Francesco Cavallini

Ehi ragazzo! Cosa fai? Stavi per colpire Roberto Baggio! Frase tratta da uno dei tanti episodi di Holly&Benji, in cui uno dei protagonisti si trova faccia a faccia con il Divin Codino. Normale per noi italiani, per cui Baggio era leggenda. Forse anche normale che il fantasista veneto fosse una stella in Giappone, anche a causa della sua fede buddhista. Del resto parliamo degli anni Novanta, in cui il Roby nazionale ha vinto un Pallone d’Oro e stava per trascinare gli azzurri ad un titolo mondiale. Eppure la figura di Baggio è in grado di superare il tempo e lo spazio, anche a più di dieci anni dal suo addio. Ancora oggi almeno tre generazioni lo considerano IL calciatore e anche i ragazzi più giovani, con il determinante ausilio di Youtube, possono innamorarsi della tecnica e del genio di uno dei più grandi numeri 10 del calcio italiano e forse mondiale.

Roberto Baggio, un presente lontano dal calcio

Eppure il Divin Codino, nonostante una popolarità planetaria che non ne vuole sapere di scemare, è anche un piccolo mistero. Cosa fa oggi Roberto Baggio? Che rapporti ha con il mondo del calcio? Domande dalle risposte non troppo semplici. In primis perchè Baggio, per scelta, difficilmente rilascia interviste. Neanche lo scoccare del mezzo secolo ha convinto Raffaello (come lo chiamava l’Avvocato, quando non gli dava del Coniglio Bagnato) ad uscire dalla sua privacy. Baggio vive la sua seconda vita, quella lontano dal pallone, tra le sue altre due passioni, la caccia e la famiglia.

Al calcio ci pensa poco e quando lo fa, è sempre lontano dai riflettori. Segue con affetto il Boca Juniors, squadra che ha imparato ad amare tra un soggiorno e l’altro nella sua tenuta in Argentina. Probabilmente apprezza i Messi, i Ronaldo, i Dybala, quelli che come lui sanno ancora regalare emozioni in un football che è sempre più business. E se lo si incontra, meglio non chiedergli di allenatori e federazioni. Non è più roba che gli interessi.

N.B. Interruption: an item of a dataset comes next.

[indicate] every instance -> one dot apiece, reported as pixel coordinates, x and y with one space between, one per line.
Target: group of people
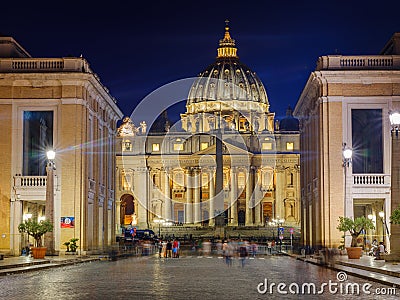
169 248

Un passato da dirigente, con qualche polemica

In realtà ci ha provato a interessarsene, rientrando nel calcio nostrano dalla porta laterale, con un compito poco pubblicizzato ma in teoria molto importante. Dopo la debacle della spedizione azzurra al mondiale sudafricano, la Federcalcio gli ha messo in mano il settore tecnico della Federazione. Un ruolo chiave, attraverso cui stabilire le strategie per un nuovo sviluppo del movimento italiano, sulla falsariga delle riforme tedesche che poi hanno portato la Mannschaft ai livelli di competitività attuali.

E chi meglio di Roberto Baggio, con la sua conoscenza del mondo del calcio e della situazione di quello nazionale, può guidare questa rinascita? Il Codino si dedica anima e corpo alla mansione, presentando un programma di quasi mille pagine. Ma alla Federazione, in realtà, interessa poco. Roby è più un gagliardetto da ostentare, da sventolare per aumentare il consenso e l’appeal mediatico del nostro football. Baggio se ne accorge e, come è arrivato, in silenzio se ne va.

Progetti per i settori giovanili di tutto il mondo

Lontano dal calcio, quindi. Sì, ma fino a un certo punto. Lontano da QUESTO calcio, forse è più giusto dire così. Lontano dagli affari, dai diritti televisivi, dai procuratori, tutti inserimenti che sono intervenuti a gamba tesa sul football durante la sua carriera e che Baggio non ha mai apprezzato più di tanto. Però un pallone che rotola su un campo, anche con le porte fatte con gli zaini, non può non suscitare emozione in chi di questo sport è stato un simbolo mondiale. Il calcio, quello vero, è quello dei ragazzi. L’emozione del divertimento e non della vittoria a tutti i costi. Non per niente il Codino è da molti anni ambasciatore UNICEF.

Ecco perchè Baggio lavora da tempo su un progetto di risonanza mondiale da presentare alla FIFA, ovviamente basato sui giovani. Sulle cantere. Sull’educazione dei più piccoli al calcio e alla vita. Quello che avrebbe voluto applicare in Italia. E che qualcuno non ha ritenuto abbastanza importante. Ma si sa, il genio non sempre è compreso. E sia il Roberto Baggio calciatore che il dirigente sportivo ne sanno certamente qualcosa.